We managed to get a magical combination of Gems on a CentOS 6 Git Lab Runner working at some point in time, then it broke.

Then Beaker 4 got released and a bunch of stuff stopped working.

Then my own Vagrant broke again, or more specifically vagrant-libvirt (I think we're at about Fedora 29 at the moment, I've suppressed a lot of these memories).

Then all the Beaker modules were archived on Git Hub.  That was a rather large nail in the coffin, but inconsequential at the moment, as my Vagrant was still broken.

My SysAdmin approach of "lets just whack some things together" wasn't working.  I wanted an acceptance test pipeline to test complex provisioning, but kept getting stuck provisioning the simplest SUT.

Even after some people that are smarter than me solved the current instance of my vagrant-libvirt problem, I'd pretty much convinced myself that my current approach was too fragile.  A lot of my problems boiled down to trying to provision machines using Vagrant while inside a Ruby development environment designed to test Puppet.  I simply didn't have the time or skill set to get it working.

I looked at other things.  Test Kitchen still had the same problems with Vagrant and Ruby clashing.  Puppet have their own provisioner built on VMWare, vmpooler and ABS, but we don't use VMWare.  I even thought about Testinfra...  Do the provisioning and testing in Python, a language I'm more familiar with, but mixing two different languages and test suites seemed like a bad idea.

It frustrated me that I could go to a public cloud and do this in 15 seconds, but was struggling so hard with Vagrant and vagrant-libvirt on my own laptop (now Fedora 32).

Getting Started (again)

A year or so ago Puppet announced Litmus, but it was still very new.  From what I gather reading a few conversations, it is mainly designed to run the same tests on SUTs in parallel. Very useful if you wanted to spin up 14 different operating systems and run the tests on each, like if you were testing a Puppet module for mass consumption.  Litmus has a provisioning system built on top of Bolt, currently supporting Docker only, so didn't immediately help me provision Vagrant machines.

Over time Bolt has gotten more provisioners.  Then recently someone in the Puppet Community Slack posted this Youtube video from Daniel Carabas that I found very exciting.  It was a quick demonstration of using Terraform to provision some Vagrant machines to run tests against, all driven by Litmus.

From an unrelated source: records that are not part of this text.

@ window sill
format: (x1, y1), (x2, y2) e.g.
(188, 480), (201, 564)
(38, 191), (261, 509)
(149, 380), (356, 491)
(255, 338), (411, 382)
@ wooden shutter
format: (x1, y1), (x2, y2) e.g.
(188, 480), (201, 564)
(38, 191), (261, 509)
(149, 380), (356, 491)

At first I missed the point; I saw Terraform and the Terraform Vagrant Provider as a way to get around my Vagrant provisioning problems.  I'd never used Terraform, Bolt, or Litmus before, so I paused the video every 10 seconds, typing out exactly what the video described so I could learn the bits and pieces.

I was able to provision Vagrant machines using Terraform directly.  Then when trying to provision when running the Litmus tests, the tests just... Stopped.  Turns out Terraform just stopped, and it stopped because it didn't handle the Vagrant failure, which failed in the exact same way it always failed if running from Bundler inside the Ruby environment.  I was right back where I started.

The Actual Point

Litmus runs on top of Bolt, Bolt interfaces with Terraform, and Terraform can do a lot.  Rather than trying so hard to make Vagrant work because it is easy to make Vagrant resemble our hardware, can I spend less effort making cloud infrastructure resemble our hardware, which is easy to provision?

I'm swapping one problem for another, and hope what I swap to is less work.  Terraform also has the potential to pay off long term, as it is very capable of modelling complex infrastructure.

In the next posts we'll do some real work as I explore this.